Giving is like any language: when you are fluent in it, you speak it unconsciously. You do not need to be prompted. But if you are totally unfamiliar with it, it becomes a huge challenge, in not an impossibility, to speak the language of giving.
Like all language acquisition, we learn giving from home in our childhood. If it is not the language your parents speak, you will struggle with it. You will not know how to give freely. Not out of lack of love do you not give, but due to lack of fluency.
If a parent does not give without grumbling or resentment, then the child grow into an adult for which giving is an effort. I don’t think any parent ever sets out to withhold giving, but lack of conscious thinking, lack of awareness and lack of time contribute to this.

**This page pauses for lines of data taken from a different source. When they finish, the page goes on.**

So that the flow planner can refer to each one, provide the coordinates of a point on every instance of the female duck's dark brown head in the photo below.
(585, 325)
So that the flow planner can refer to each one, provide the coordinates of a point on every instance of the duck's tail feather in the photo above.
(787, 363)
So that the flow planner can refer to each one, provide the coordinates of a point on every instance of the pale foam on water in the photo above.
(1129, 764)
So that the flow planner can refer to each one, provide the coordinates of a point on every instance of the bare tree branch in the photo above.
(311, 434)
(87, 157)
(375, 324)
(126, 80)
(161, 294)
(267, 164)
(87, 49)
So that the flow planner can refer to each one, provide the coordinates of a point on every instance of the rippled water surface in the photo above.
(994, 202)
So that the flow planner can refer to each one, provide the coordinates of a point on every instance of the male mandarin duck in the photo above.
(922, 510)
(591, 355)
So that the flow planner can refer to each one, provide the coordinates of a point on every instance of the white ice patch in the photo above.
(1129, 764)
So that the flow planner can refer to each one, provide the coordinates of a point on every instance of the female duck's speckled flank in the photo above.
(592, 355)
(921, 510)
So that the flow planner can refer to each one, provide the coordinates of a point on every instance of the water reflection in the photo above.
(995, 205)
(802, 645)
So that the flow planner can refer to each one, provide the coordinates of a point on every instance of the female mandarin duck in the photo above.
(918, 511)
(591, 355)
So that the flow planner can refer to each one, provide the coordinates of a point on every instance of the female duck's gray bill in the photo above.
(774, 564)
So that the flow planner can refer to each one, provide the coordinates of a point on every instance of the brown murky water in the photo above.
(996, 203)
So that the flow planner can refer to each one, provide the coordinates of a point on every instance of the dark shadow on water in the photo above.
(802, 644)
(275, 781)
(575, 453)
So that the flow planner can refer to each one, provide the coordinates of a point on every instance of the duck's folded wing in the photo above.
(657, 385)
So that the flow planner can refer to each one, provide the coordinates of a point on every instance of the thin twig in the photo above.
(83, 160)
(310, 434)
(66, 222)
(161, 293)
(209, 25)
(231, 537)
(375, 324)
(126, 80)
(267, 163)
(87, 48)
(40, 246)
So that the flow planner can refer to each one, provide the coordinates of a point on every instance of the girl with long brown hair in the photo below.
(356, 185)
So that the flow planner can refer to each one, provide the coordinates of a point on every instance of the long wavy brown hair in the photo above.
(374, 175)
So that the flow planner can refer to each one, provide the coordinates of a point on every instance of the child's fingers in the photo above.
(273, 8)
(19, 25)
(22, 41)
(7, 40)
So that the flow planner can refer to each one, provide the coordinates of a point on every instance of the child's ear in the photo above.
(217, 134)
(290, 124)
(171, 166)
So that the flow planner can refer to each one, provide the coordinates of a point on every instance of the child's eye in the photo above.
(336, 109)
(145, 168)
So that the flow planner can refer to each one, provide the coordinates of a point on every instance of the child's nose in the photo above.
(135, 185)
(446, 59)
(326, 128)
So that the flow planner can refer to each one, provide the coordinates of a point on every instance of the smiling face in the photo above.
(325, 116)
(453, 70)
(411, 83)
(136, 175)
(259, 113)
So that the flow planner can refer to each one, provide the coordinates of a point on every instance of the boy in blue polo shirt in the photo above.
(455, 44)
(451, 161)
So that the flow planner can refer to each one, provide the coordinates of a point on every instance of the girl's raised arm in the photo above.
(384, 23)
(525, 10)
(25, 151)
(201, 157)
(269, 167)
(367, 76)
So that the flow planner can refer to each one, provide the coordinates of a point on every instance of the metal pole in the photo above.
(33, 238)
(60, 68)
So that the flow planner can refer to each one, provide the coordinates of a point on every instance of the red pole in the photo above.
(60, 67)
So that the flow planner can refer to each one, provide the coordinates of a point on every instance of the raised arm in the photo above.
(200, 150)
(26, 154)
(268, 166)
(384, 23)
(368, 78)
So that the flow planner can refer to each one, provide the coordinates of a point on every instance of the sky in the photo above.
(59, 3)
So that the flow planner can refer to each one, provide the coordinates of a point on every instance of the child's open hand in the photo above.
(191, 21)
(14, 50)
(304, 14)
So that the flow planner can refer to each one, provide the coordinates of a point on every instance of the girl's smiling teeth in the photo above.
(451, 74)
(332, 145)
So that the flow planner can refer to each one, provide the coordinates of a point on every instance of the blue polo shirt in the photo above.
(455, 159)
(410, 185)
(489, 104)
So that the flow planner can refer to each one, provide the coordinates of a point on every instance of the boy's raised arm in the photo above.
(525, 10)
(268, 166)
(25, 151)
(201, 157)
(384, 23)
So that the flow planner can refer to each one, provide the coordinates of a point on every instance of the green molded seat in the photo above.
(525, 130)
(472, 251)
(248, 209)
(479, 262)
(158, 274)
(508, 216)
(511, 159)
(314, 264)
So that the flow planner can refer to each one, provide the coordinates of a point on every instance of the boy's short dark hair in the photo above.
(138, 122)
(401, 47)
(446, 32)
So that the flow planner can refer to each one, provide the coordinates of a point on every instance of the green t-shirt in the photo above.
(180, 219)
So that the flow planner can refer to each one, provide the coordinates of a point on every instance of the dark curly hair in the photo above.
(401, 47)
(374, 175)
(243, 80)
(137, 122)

When I was growing up, my father was seldom home and whenever he was home, there were always many things that demanded his time. I would never ask him to drive me to Petersfield, for example, but I had, on many occasions, roused my Ma from her bed to pick me up from the pub on Hayling Island whenever I missed the last ferry.
And my Ma always did it with a smile, even if she had to get out of bed, and drove for 20 minutes to pick me up. Not once did she ever say, “Next time, be more aware of the time. Don’t miss the last ferry.”
One summer, when I was at Havant College, I went drinking with my school friends. We missed the last ferry. They thought they would have so much aggravation from their parents that it was not worth it. I knew it would be an imposition to expect my Ma to drive them back to their homes. So we all decided to swim across the narrow channel. It was summer months and the nights were warm.
I got to the other side and took the night bus home.
The next day, a grim-faced principal announced that two students had drowned last night.
Why am I writing this? Because Georgina’s father and I are about to set out for the 1 hour round trip to pick her up from her boyfriend’s house. Reason: her father does not trust the driver at night on the winding hilly roads. And the thing is, he does it with a smile on his face, always. No grumbling. Just as when he gave a large chunk of his hard-earned pension to his son to buy a house or spending Saturdays waiting around for his youngest child instead of getting on and doing his own thing.
Is giving a language you are fluent in? What about your children?
(Note: As for me, I am Work-In-Progress. I speak it to an extent and if people do not respond in the same language, I shut up and dissociate after a while, and move on to a tribe that speaks the same language as I. Because imagine living amongst people with no linguistic commonality. At some stage the brain gets tired of one-sided conversation).